First, in an era of “authenticity,” how should training be viewed?
While it’s more etiquette training than media training, I found a short piece in PR Tactics Online about “manners training” for the US athletes very interesting. While I understand the purpose of the training (namely, to not embarrass the US on the world stage), I read this story on the heels of the disclosure that the Chinese not only faked the fireworks in the opening ceremony, they also had a “prettier” girl lip-sync the “Ode to the Motherland” song, using the voice of another little girl. The question that started rolling around in my mind was, how much authenticity can we–or should we–expect? The line seems fairly clear: it’s okay to ask athletes to respect the traditions of the host nation (even if that means not being “themselves”), but it’s not okay to polish up to the point of lying.
I was initially surprised at the two-day manners training for the athletes, but after reflecting on it for a bit, it makes sense. The US government has been doing this for diplomats preparing to serve overseas for a long time now. Athletes might not have realized that by qualifying for the Olympics they were becoming ambassadors for the country, but they undoubtedly are.

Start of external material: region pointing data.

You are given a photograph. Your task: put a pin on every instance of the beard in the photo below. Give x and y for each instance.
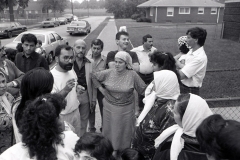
(66, 67)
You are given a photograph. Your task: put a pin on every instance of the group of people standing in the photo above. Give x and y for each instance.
(52, 110)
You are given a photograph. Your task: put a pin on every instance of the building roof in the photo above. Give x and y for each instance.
(14, 8)
(34, 5)
(180, 3)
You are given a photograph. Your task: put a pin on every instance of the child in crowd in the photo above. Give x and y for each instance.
(131, 154)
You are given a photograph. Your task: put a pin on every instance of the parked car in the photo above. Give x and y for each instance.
(81, 26)
(69, 17)
(8, 29)
(51, 22)
(50, 40)
(62, 20)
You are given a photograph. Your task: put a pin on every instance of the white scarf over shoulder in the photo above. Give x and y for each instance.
(197, 110)
(165, 85)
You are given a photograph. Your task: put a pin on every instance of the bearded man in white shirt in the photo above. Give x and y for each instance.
(145, 66)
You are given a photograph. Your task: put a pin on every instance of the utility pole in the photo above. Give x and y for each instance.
(88, 7)
(10, 5)
(72, 6)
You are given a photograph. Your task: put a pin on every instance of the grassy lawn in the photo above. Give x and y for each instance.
(91, 12)
(222, 54)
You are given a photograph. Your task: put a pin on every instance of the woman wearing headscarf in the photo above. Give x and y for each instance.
(6, 100)
(117, 86)
(156, 115)
(179, 142)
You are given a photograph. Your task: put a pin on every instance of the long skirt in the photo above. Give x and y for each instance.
(118, 124)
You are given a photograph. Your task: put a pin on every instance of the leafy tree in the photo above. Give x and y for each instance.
(123, 8)
(55, 5)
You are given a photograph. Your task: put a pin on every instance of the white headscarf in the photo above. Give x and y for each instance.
(166, 87)
(197, 110)
(125, 57)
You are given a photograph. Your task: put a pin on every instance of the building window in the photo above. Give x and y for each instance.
(170, 11)
(151, 11)
(184, 10)
(200, 10)
(213, 10)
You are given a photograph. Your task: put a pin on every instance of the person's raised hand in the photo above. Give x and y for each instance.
(70, 84)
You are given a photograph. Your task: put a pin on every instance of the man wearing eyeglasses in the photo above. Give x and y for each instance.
(29, 59)
(65, 80)
(83, 68)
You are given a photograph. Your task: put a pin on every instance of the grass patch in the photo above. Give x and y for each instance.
(222, 54)
(91, 12)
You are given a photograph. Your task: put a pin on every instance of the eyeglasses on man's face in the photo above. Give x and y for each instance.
(68, 58)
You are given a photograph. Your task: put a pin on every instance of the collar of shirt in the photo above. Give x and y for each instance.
(85, 59)
(142, 49)
(199, 50)
(33, 55)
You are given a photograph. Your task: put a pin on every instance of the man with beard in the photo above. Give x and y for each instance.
(65, 80)
(122, 40)
(29, 59)
(145, 66)
(83, 69)
(193, 71)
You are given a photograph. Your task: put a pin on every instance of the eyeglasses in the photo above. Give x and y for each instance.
(68, 58)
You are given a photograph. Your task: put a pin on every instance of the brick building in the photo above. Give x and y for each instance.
(184, 11)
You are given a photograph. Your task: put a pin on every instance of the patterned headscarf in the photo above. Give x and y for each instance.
(182, 40)
(125, 57)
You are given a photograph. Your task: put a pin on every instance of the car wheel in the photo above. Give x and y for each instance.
(9, 35)
(50, 58)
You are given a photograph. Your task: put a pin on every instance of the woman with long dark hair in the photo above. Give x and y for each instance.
(35, 83)
(43, 135)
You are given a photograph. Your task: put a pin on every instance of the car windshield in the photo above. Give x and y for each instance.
(39, 37)
(67, 15)
(4, 24)
(78, 23)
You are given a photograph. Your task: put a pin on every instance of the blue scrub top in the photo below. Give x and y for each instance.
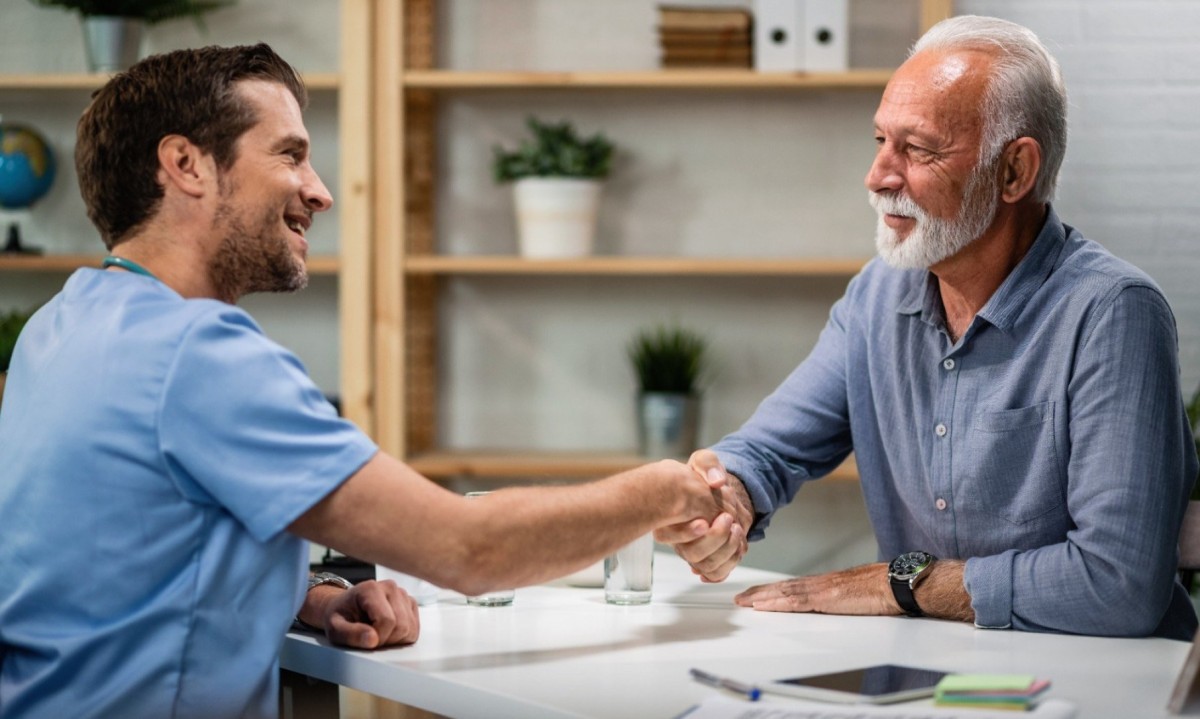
(153, 451)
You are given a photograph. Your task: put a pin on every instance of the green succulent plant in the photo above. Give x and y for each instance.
(555, 150)
(10, 327)
(669, 359)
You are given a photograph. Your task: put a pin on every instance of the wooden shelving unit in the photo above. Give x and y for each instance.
(409, 269)
(633, 267)
(658, 79)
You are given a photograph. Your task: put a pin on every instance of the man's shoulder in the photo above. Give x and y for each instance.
(1087, 261)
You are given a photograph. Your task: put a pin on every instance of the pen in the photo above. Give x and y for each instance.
(747, 690)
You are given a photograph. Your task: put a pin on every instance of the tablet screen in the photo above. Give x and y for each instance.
(873, 681)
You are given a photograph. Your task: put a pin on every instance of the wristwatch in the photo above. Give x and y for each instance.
(316, 580)
(904, 573)
(328, 577)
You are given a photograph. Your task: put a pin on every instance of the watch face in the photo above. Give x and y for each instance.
(907, 565)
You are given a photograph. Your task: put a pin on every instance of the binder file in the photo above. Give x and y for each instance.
(801, 35)
(779, 35)
(827, 35)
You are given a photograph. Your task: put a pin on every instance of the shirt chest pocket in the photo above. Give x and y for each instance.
(1009, 465)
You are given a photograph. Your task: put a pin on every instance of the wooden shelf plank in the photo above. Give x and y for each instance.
(437, 264)
(70, 263)
(91, 81)
(509, 465)
(665, 79)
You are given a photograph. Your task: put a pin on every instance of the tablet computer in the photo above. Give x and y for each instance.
(883, 683)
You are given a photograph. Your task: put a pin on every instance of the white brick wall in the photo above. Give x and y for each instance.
(1131, 177)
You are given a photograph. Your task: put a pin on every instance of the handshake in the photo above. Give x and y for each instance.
(713, 545)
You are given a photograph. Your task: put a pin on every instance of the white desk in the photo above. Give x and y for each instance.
(562, 652)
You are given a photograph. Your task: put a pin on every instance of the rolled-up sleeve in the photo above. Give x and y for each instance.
(1132, 465)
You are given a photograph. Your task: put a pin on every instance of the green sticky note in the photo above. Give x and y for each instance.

This is the same thing media training (a classic PR function) tries to do–it prepares an individual on what to expect when facing the media. Even in an era of authenticity, where talking points and scripting are derided (as is the PR profession in general) there is a role for preparing people and making them aware of what they may face, and how they should handle things.
Next, so…speaking of authenticity…
Aside from the absurdity of the term “Persona Blogger” this post caught my attention for another reason. In a discussion about the fake personalities that this blogger sets up, Chris Kieff at 1 Goodreason writes that:
“The audience at SM Camp NYC seemed to divide somewhat along generational lines, with some of the younger people taking the side that it’s understood that people can’t be trusted on the internet. Their arguments followed the logic that everyone on the internet makes things up. They’ve grown up understanding there are different levels of honesty.”
Wow…just wow. So the very generation that is demanding authenticity and is eschewing traditional marketing, and moving their communications with friends and family to social networks, doesn’t believe most of what they read online. Where does this leave us as communicators? This generation of consumers/voters/citizens is online, communicating through social networks, so we need to reach them there. But they don’t believe most of what’s there…so, does this bring us squarely back to traditional communications channels as the primary source of information, and just link to them, and/or hope that it filters back to social media channels?
For a great deal of information, this is what is being done–for example, bloggers link to and cite mainstream media stories often. It’s yet another reason why for so many companies, MSM is still the coverage that they want.